Als Jakob mittags kam, fühlte ich, wie Recht sie gehabt hatte. Der Junge war kaum in der Lage mich anzuschauen und auf meine Frage, ob er hungrig sei, antwortete er ganz kleinlaut: "Nee, eigentlich nicht so richtig, aber macht es dir was aus, mich mal zu drücken oder bist du noch immer so traurig?" Natürlich war ich nicht mehr so traurig und so begann denn unser Gespräch mit Tränen, sicherlich vor Scham, weil wir den anderen und seine Bedürfnisse so wenig erkannt hatten, andererseits vor Erleichterung, dass wir nun die Tür zum Gespräch geöffnet hatten.

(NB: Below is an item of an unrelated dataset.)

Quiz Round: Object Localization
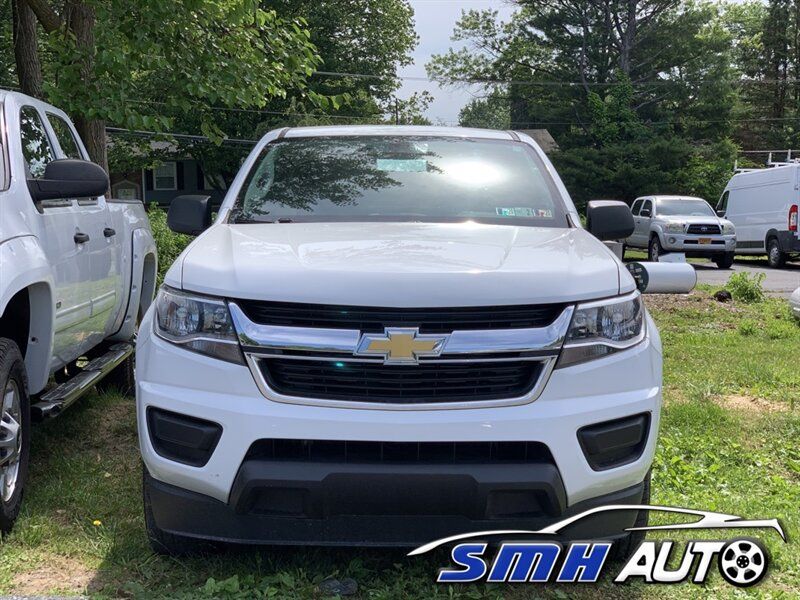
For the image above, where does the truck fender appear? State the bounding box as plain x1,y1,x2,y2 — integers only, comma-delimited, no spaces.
109,228,158,341
0,236,55,395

Im Folgenden sprach Jakob sehr offen über seine Verunsicherung. Einerseits war er nun volljährig und fühlte sich erwachsen und groß, andererseits fehlte ihm die Grundlage für eine eigene Handlungsfähigkeit. Betroffen gemacht hat mich auch die Feststellung von Jakob : "Ihr seid doch jetzt nicht mehr meine Eltern. Ich bin doch jetzt nicht mehr euer Pflegekind. Ihr habt ja so jetzt per Gesetz nichts mehr mit mir zu tun. Du bist nicht mehr mein Vormund. Was bin ich denn jetzt überhaupt?" Seine selbstverständliche familiäre Zuordnung zu uns, wie er sie in seinem Antrag formuliert hatte, schien auf einmal ins Wanken geraten zu sein. Mein Mann und ich versicherten ihm, dass sich an unseren menschlichen Beziehungen durch seine Volljährigkeit nichts geändert hat. Wir redeten an diesem Abend stundenlang über unsere gemeinsame Zeit, wie er zu uns gekommen war, über Problemsituationen und wie wir sie gemeinsam gemeistert hatten. Jakob wollte alles noch einmal hören.

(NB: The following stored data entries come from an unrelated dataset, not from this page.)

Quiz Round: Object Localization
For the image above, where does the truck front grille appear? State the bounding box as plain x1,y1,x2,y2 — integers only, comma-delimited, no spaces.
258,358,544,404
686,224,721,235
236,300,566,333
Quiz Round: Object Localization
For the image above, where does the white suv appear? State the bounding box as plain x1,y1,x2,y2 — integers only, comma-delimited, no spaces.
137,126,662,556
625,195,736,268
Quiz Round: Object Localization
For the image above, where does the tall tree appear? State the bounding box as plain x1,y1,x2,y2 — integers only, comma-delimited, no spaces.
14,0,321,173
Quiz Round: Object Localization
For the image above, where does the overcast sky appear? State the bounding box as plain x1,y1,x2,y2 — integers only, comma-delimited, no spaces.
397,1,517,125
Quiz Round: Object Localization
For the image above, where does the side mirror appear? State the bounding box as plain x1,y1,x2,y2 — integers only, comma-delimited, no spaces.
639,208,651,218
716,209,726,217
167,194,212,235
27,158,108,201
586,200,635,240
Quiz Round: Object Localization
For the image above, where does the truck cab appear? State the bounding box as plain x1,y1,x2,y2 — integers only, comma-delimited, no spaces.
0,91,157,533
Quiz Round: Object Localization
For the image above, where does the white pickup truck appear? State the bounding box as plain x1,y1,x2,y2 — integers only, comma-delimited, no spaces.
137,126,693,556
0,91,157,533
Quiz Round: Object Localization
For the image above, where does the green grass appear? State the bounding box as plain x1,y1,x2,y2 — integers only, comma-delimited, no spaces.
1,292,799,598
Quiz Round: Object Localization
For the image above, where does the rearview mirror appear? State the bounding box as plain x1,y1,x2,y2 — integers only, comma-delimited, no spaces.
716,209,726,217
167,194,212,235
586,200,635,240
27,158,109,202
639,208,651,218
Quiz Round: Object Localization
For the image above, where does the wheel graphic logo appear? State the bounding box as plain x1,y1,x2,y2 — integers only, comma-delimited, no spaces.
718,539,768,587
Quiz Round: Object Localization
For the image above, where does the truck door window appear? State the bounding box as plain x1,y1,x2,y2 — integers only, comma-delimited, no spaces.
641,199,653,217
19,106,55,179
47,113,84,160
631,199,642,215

Das ist nun vier Monate her: Jakob ist inzwischen Auszubildender im Garten- und Landschaftsbau. Er hat doch seinen Traumberuf gewählt- davon sind wir alle überzeugt- und ich bin froh, dass er sich gegen uns durchgesetzt hat. Bezüglich seines Geldes habe ich mich durchsetzen können. Jakob führt nun über alle Ausgaben Buch, denn er spart für seinen Führerschein. Soeben kommt er von der Arbeit nach Hause, schaut mir über die Schulter, liest meinen Bericht, grinst übers ganze Gesicht und sagt: "Na, Mudder, machste Vergangenheitsbewältigung?"